Een lovenswaardig initiatief. Dichters in gevangenschap (maar ook dichters in de vrije natuur) verdienen onze steun. Maar haar betoog was zo ontzettend taai, saai en bloedeloos. Waarom gaat activisme bijna altijd gepaard met humorloosheid? De verbeten PEN-vrouw maande ons aan om brieven te schrijven naar de Koerdische dichter, verontwaardigde lamenterende brieven vol zalvende nietszeggende gemeenplaatsen en kleffe holle sloganeske veralgemeningen: ‘O arme onderdrukte Koerdische dichter, het is schandalig en hemeltergend dat de diabolische Erdogan u achter slot en grendel heeft gestoken. Deze brief is mijn hart onder de riem, het zal vast een wereld van verschil maken daar in uw barre totalitaire cel zonder frangipanecakejes en gekscherende cipiers. Of vallen ze mee, de cipiers? Lieve groeten, Ingrid, hondenkapster te Kalmthout (gespecialiseerd in Airedale terriërs en harlekijnpoedels).’
Na de voordracht trof ik de PEN-vrouw aan naast een buste van Karel van de Woestijne, ze begon voorspelbaar te jammeren over het gebrek aan busten van vrouwelijke schrijvers (zzzzzzz). Ik hoorde haar monoloog verdraagzaam aan en vroeg daarna het adres van de beruchte Turkse gevangenis waar de veelgeplaagde Koerdische dichter opgesloten zit en bijgevolg een zee van tijd heeft om opruiende sonnetten te schrijven over lankmoedige schoorsteenvegers en sensuele parelhoenfokkers, en om te luisteren naar Electric Warrior van T. Rex. De pinnige PEN-vrouw was meteen sceptisch: ‘Waarom wil je het adres? Je wilt hem toch geen rare ongepaste brief schrijven?!’ Ik bekende: ‘Dat is inderdaad wat ik van plan ben! Waar die sukkelachtige Koerdische dichter nood aan heeft, is een extreem egocentrische tomeloze roekeloze speelse geestige luchtige liederlijke smerige brief van een schandelijke Belgische herrieschopper die zonder gêne haar demonen, haar dwangrituelen, haar bespottelijke onvermogen om minuscule bureaucratische obstakels het hoofd te bieden, en haar erotische escapades met een versleten truckchauffeur uit de doeken doet! Hij heeft geen nood aan het zoveelste dorre moraliserende hypocriete epistel van één of andere pafferige zelfgenoegzame westerse limonadetycoon die zogezegd met hem meeleeft en meteen zijn plaats zou innemen mocht dat kunnen.’ Maar de jonge PEN-vrouw snoof misprijzend, schudde haar formidabele weelderige kastanjebruine krullen en keerde me de rug toe.

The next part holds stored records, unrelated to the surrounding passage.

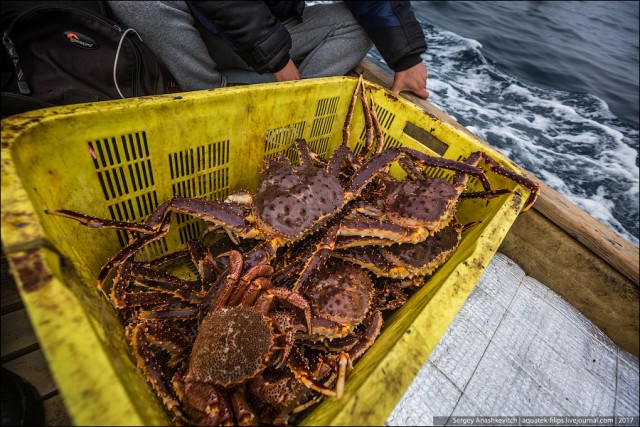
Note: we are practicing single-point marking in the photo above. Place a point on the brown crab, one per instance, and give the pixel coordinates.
(406, 260)
(224, 356)
(292, 201)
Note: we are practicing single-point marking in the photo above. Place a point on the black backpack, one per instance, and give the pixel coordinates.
(58, 53)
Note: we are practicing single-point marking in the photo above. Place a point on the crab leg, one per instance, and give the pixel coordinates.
(300, 370)
(320, 255)
(256, 272)
(380, 161)
(376, 127)
(534, 187)
(346, 130)
(244, 415)
(368, 124)
(203, 261)
(265, 300)
(147, 362)
(172, 311)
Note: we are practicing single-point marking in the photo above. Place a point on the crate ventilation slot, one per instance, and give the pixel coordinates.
(199, 172)
(282, 140)
(386, 120)
(123, 168)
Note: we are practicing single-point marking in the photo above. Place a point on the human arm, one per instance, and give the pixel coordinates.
(288, 72)
(397, 34)
(413, 79)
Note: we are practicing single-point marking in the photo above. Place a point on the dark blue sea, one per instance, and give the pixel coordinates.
(551, 84)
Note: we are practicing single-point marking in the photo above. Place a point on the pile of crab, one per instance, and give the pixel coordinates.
(294, 293)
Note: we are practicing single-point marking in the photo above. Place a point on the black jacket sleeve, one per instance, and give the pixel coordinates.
(252, 31)
(394, 29)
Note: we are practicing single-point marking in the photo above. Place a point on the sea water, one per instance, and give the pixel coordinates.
(552, 85)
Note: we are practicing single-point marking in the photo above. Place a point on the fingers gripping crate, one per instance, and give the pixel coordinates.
(120, 159)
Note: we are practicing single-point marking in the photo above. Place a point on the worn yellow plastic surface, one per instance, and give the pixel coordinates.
(120, 159)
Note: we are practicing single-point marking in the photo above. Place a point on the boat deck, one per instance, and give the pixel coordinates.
(515, 349)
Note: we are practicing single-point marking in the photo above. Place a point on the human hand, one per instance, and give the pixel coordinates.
(413, 79)
(289, 72)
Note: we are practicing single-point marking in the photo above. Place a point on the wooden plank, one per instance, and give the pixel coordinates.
(18, 338)
(600, 292)
(601, 240)
(34, 369)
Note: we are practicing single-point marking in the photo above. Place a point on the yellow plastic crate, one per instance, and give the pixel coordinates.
(120, 159)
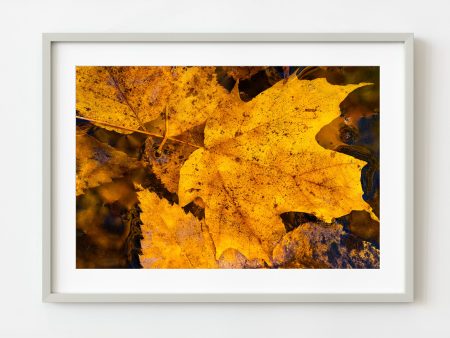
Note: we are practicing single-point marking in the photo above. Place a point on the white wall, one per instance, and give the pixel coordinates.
(21, 312)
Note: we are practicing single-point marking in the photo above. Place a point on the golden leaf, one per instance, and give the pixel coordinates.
(141, 98)
(98, 163)
(172, 238)
(261, 159)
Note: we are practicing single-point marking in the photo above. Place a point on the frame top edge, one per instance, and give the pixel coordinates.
(227, 37)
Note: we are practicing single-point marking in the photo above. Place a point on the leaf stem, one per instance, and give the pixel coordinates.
(166, 132)
(137, 131)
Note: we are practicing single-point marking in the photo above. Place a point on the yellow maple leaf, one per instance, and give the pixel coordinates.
(141, 98)
(261, 159)
(172, 238)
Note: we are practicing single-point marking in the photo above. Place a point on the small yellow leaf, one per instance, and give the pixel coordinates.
(172, 238)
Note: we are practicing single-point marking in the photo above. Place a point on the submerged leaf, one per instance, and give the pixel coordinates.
(98, 163)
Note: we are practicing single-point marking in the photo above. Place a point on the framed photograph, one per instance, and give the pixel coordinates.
(228, 167)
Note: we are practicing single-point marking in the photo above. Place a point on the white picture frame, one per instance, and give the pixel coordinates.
(51, 294)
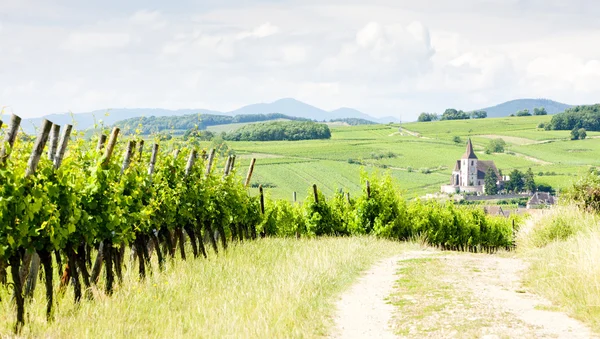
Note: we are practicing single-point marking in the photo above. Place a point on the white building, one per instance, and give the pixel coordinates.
(469, 173)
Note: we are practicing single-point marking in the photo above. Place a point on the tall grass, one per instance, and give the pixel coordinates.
(270, 288)
(563, 246)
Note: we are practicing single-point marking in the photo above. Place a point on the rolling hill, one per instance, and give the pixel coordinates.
(507, 108)
(287, 106)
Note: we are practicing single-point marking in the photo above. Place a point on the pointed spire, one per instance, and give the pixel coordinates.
(469, 154)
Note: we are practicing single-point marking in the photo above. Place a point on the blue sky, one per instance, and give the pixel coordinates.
(383, 57)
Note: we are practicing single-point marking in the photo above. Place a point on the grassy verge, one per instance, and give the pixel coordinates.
(563, 247)
(270, 288)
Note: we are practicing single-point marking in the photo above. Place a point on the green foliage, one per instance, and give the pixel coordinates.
(354, 121)
(478, 114)
(452, 114)
(281, 130)
(423, 117)
(152, 124)
(587, 116)
(575, 134)
(539, 111)
(523, 113)
(495, 146)
(516, 183)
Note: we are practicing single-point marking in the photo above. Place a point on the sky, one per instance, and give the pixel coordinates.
(383, 57)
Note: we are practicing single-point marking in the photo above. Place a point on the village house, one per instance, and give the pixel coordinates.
(541, 200)
(469, 173)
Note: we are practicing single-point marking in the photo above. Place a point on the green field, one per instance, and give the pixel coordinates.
(420, 156)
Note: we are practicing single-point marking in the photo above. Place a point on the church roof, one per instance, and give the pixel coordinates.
(483, 166)
(469, 154)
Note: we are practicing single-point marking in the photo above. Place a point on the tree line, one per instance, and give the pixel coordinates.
(452, 114)
(280, 130)
(150, 125)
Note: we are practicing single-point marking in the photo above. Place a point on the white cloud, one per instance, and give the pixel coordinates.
(91, 41)
(384, 57)
(261, 31)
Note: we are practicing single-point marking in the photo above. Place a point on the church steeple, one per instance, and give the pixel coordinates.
(469, 154)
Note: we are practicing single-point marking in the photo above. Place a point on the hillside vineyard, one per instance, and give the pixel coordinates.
(72, 207)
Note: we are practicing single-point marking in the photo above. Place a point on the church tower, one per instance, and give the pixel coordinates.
(468, 166)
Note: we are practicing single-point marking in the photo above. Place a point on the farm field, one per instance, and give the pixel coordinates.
(269, 288)
(420, 156)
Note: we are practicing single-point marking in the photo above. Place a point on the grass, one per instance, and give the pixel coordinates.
(270, 288)
(563, 247)
(431, 305)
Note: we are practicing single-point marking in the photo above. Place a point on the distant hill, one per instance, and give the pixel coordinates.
(287, 106)
(510, 107)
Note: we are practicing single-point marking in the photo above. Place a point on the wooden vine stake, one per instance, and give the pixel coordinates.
(153, 159)
(141, 149)
(226, 168)
(10, 137)
(128, 155)
(250, 170)
(9, 140)
(15, 258)
(211, 157)
(62, 146)
(54, 133)
(101, 142)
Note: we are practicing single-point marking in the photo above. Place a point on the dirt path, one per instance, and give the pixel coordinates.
(363, 311)
(449, 295)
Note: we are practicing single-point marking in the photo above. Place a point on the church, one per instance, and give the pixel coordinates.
(469, 173)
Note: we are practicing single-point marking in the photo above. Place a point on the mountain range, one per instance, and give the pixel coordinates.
(286, 106)
(513, 106)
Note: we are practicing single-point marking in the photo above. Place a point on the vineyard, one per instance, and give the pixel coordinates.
(72, 207)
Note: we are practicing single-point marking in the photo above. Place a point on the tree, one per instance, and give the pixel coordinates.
(423, 117)
(478, 114)
(529, 182)
(490, 182)
(574, 134)
(515, 184)
(495, 146)
(452, 114)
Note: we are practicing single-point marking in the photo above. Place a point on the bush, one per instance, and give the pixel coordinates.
(495, 146)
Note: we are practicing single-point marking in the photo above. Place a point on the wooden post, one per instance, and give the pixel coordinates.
(38, 147)
(141, 149)
(262, 200)
(101, 142)
(190, 164)
(54, 133)
(153, 159)
(111, 145)
(250, 170)
(227, 164)
(10, 137)
(232, 165)
(62, 146)
(128, 155)
(211, 157)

Ik liet het niet aan mijn hart komen en probeerde te flirten met Nicolas, de adembenemende enigmatische Manitoe van KANTL. Het lukte niet om te flirten, omdat mijn hoofd vol zorgen zat over de lamlendige staat van mijn poëzie en over mijn nakende deelname aan ‘De allerslimste mens ter wereld’. ‘Delphine, wat weet je over Gerard Reve?’ ‘Alles, Erik. Adopteer mij.’
Dichteres Delphine Lecompte bericht enthousiast over drankmisbruik, baldadigheden en amoureuze perikelen.